Dietary fats also have the potential to lower blood glucose response because like fibre their presence within a food is likely to decrease the concentration of sugar. The same can also be said for foods that contain mainly the slow release complex carbohydrate, starch (e.g. bread, pasta, rice, potatoes and other tubers). However, when eaten in their average serving size many of these foods have a high blood glucose response. This is what’s known as a high glycaemic load. Glycaemic load of a food = glycaemic index × available carbohydrate ÷ given amount of food. Glycaemic load is the most accurate measurement for the blood glucose response of food.
So, by now you’re probably wondering why the glycaemic load of a food and its ability to raise the level of your blood sugar is important. The sugar in your blood (glucose) is used to provide the cells in your body with energy. It is also stored in your liver and muscles for later use. Excess will be converted and stored as body fat. A hormone called insulin is required for all these things to happen. Insulin is released by your pancreas into your blood to transport the sugars into your cells via receptors. Foods with a high glycaemic load cause rapid peaks and troughs in your energy levels. The troughs cause your body to crave more energy, usually in the form of sugars. This promotes an excess intake of energy dense foods. The excess sugars are stored as body fat and excess levels of insulin are released to remove the sugar from your blood. Overtime this excess insulin can cause the insulin receptors to become damaged. This is what’s known as insulin resistance and it is the precursor to type 2 diabetes and you guessed it... Type 2 diabetes is associated with comorbidities such as CVD.
The Take Away Message
To optimise insulin sensitivity and avoid insulin resistance consume a diet rich in high fibre foods (e.g fruits, vegetables and whole grains). For those of us that aren't high level athlete's looking to optimise performance, sugar dense foods offer little benefit and therefore should be eaten in moderation. As should all foods with a high glycaemic load.

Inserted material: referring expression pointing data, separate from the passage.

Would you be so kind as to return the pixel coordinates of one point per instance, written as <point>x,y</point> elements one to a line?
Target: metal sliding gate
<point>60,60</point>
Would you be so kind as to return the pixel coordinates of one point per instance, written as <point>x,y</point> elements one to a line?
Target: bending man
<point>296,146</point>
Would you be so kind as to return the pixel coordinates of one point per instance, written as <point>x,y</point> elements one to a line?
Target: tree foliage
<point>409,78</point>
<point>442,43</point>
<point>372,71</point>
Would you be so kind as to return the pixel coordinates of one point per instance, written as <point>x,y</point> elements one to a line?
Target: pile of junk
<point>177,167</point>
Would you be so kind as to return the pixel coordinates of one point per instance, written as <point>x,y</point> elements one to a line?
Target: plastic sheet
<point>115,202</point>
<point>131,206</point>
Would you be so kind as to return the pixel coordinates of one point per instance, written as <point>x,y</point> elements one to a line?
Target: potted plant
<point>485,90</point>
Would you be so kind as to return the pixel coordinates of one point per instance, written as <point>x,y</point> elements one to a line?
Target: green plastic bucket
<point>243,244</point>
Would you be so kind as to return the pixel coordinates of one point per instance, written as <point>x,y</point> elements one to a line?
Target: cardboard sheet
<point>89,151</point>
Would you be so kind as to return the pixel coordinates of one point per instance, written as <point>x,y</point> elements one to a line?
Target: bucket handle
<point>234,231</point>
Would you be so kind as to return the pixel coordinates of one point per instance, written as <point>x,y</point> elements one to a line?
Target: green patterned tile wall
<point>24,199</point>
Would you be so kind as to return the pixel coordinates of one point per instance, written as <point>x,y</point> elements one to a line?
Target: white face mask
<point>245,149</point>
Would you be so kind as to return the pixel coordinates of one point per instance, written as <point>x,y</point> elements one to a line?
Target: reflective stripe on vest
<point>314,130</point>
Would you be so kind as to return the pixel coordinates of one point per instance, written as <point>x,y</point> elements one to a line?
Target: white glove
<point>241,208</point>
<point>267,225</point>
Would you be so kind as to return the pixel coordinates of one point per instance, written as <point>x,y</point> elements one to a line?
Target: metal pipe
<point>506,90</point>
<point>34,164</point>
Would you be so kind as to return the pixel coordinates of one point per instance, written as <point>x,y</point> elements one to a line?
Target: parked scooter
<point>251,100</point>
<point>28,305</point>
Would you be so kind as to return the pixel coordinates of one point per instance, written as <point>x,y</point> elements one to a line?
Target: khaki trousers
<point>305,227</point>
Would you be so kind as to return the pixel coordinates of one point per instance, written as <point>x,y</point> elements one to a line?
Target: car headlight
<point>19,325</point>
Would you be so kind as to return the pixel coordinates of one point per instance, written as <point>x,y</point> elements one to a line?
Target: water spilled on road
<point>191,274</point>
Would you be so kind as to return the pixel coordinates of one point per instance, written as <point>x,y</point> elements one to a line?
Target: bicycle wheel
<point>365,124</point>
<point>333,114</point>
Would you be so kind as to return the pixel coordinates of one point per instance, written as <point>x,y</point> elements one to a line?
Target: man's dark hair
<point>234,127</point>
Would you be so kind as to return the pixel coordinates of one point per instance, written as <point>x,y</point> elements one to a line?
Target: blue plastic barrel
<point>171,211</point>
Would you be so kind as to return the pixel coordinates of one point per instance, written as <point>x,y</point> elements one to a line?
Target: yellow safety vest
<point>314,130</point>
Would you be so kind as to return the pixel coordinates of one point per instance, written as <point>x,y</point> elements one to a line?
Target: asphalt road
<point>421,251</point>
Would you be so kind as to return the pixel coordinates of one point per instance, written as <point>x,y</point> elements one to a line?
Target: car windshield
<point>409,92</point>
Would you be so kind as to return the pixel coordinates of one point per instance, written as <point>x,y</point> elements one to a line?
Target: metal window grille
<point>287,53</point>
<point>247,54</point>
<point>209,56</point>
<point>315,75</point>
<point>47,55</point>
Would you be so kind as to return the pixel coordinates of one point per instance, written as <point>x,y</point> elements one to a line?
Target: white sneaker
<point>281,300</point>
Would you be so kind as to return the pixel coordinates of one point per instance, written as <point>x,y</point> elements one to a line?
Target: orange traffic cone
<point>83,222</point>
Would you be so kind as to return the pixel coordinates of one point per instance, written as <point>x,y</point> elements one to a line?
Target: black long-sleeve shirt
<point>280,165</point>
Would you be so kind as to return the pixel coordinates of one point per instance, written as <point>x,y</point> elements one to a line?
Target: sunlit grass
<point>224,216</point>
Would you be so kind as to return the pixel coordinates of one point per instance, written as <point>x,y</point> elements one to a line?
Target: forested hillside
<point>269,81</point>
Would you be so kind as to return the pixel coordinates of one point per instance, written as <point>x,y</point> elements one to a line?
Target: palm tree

Listing the glycaemic load of specific foods is beyond the scope of this short blog post. However, with a quick search you will discover many books and online databases that provide this service. Aston, et al (2010) CSV spreadsheets offer a particularly extensive list of UK, Spanish, Greek, German, Dutch, Danish and Czech foods.
Aston, L. M., Jackson, D., Monsheimer, S., Whybrow, S., Handjieva-Darlenska, T., Kreutzer, M., . . . Lindroos, A. K. (2010). Developing a methodology for assigning glycaemic index values to foods consumed across Europe. Obesity reviews : an official journal of the International Association for the Study of Obesity, (1):92-100. doi: 10.1111/j.1467-789X.2009.00690.
Augustin, L. S., Kendall, C. W., Jenkins, D. J., Willett, W. C., Astrup, A., Barclay, A. W., . . . Poli, A. (2015). Glycemic index, glycemic load and glycemic response: An International Scientific Consensus Summit from the International Carbohydrate Quality Consortium (ICQC). Nutrition, metabolism, and cardiovascular diseases : NMCD, (9):795-815. doi: 10.1016/j.numecd.2015.05.005.